Coordination servers:
  10.67.246.22:4500:tls  (reachable)
  10.67.246.24:4500:tls  (reachable)
  10.67.246.32:4500:tls  (reachable)

Client time: 10/30/19 07:57:41

I tailed the trace logs and I see it’s not spending much time vacuuming anymore:

<Event Severity="10" Time="1572422279.500701" Type="SpringCleaningMetrics" ID="68b25cd9eb96c2ee" SpringCleaningCount="12959" LazyDeletePages="309" VacuumedPages="1025" SpringCleaningTime="0.000506401" LazyDeleteTime="0.000506401" VacuumTime="0" Machine="10.67.246.22:4501" LogGroup="default" Roles="TL" />
<Event Severity="10" Time="1572422284.500712" Type="SpringCleaningMetrics" ID="68b25cd9eb96c2ee" SpringCleaningCount="12964" LazyDeletePages="309" VacuumedPages="1025" SpringCleaningTime="0.000506401" LazyDeleteTime="0.000506401" VacuumTime="0" Machine="10.67.246.22:4501" LogGroup="default" Roles="TL" />
<Event Severity="10" Time="1572422289.500721" Type="SpringCleaningMetrics" ID="68b25cd9eb96c2ee" SpringCleaningCount="12969" LazyDeletePages="309" VacuumedPages="1025" SpringCleaningTime="0.000506401" LazyDeleteTime="0.000506401" VacuumTime="0" Machine="10.67.246.22:4501" LogGroup="default" Roles="TL" />
<Event Severity="10" Time="1572422294.500729" Type="SpringCleaningMetrics" ID="68b25cd9eb96c2ee" SpringCleaningCount="12974" LazyDeletePages="309" VacuumedPages="1025" SpringCleaningTime="0.000506401" LazyDeleteTime="0.000506401" VacuumTime="0" Machine="10.67.246.22:4501" LogGroup="default" Roles="TL" />
<Event Severity="10" Time="1572422299.500741" Type="SpringCleaningMetrics" ID="68b25cd9eb96c2ee" SpringCleaningCount="12979" LazyDeletePages="309" VacuumedPages="1025" SpringCleaningTime="0.000506401" LazyDeleteTime="0.000506401" VacuumTime="0" Machine="10.67.246.22:4501" LogGroup="default" Roles="TL" />

So I’m guess the large delete workload that I had applied caused a large amount of vacuuming work to build up and run in the background. Guess this is a problem solved! Any hints at other ways to debug / track this kind of cluster load would be great. One thing to note is that I started debugging this since one of the machines repeatedly would become unavailable and require hard reseting via the AWS console.
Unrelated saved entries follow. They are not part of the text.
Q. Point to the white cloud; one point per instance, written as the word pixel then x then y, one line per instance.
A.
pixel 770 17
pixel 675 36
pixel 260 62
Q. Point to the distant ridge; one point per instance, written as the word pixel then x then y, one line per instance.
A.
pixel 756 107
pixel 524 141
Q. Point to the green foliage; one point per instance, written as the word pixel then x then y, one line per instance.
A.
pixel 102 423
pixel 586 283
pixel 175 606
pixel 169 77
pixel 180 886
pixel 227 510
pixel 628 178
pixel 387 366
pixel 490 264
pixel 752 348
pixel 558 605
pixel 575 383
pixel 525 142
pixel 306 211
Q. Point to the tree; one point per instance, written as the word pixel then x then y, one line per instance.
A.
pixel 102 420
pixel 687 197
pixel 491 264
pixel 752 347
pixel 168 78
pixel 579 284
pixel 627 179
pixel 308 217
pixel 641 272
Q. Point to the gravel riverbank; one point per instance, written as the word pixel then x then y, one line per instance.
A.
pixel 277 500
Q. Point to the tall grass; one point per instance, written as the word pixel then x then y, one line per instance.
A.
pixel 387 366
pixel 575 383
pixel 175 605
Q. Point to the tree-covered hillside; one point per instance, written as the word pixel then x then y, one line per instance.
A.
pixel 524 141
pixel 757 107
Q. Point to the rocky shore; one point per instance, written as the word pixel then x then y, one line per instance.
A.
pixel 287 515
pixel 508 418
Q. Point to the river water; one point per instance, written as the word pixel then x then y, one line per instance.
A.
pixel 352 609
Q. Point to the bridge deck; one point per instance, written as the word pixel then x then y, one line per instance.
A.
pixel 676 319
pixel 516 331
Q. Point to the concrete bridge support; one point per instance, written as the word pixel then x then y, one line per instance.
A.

What version of FDB are you running?

But it’s starting to sound like that this is a problem that only manifests on EBS. Relax consistency guarantees has ended up in a discussion of this similar sort of thing.

I was running on 6.1.8 for a bit when I had this problem. Half-way through I upgraded to 6.2.7 to see if it would help and I don’t think it did. Eventually, the cluster has settled and I kept it on 6.2.7.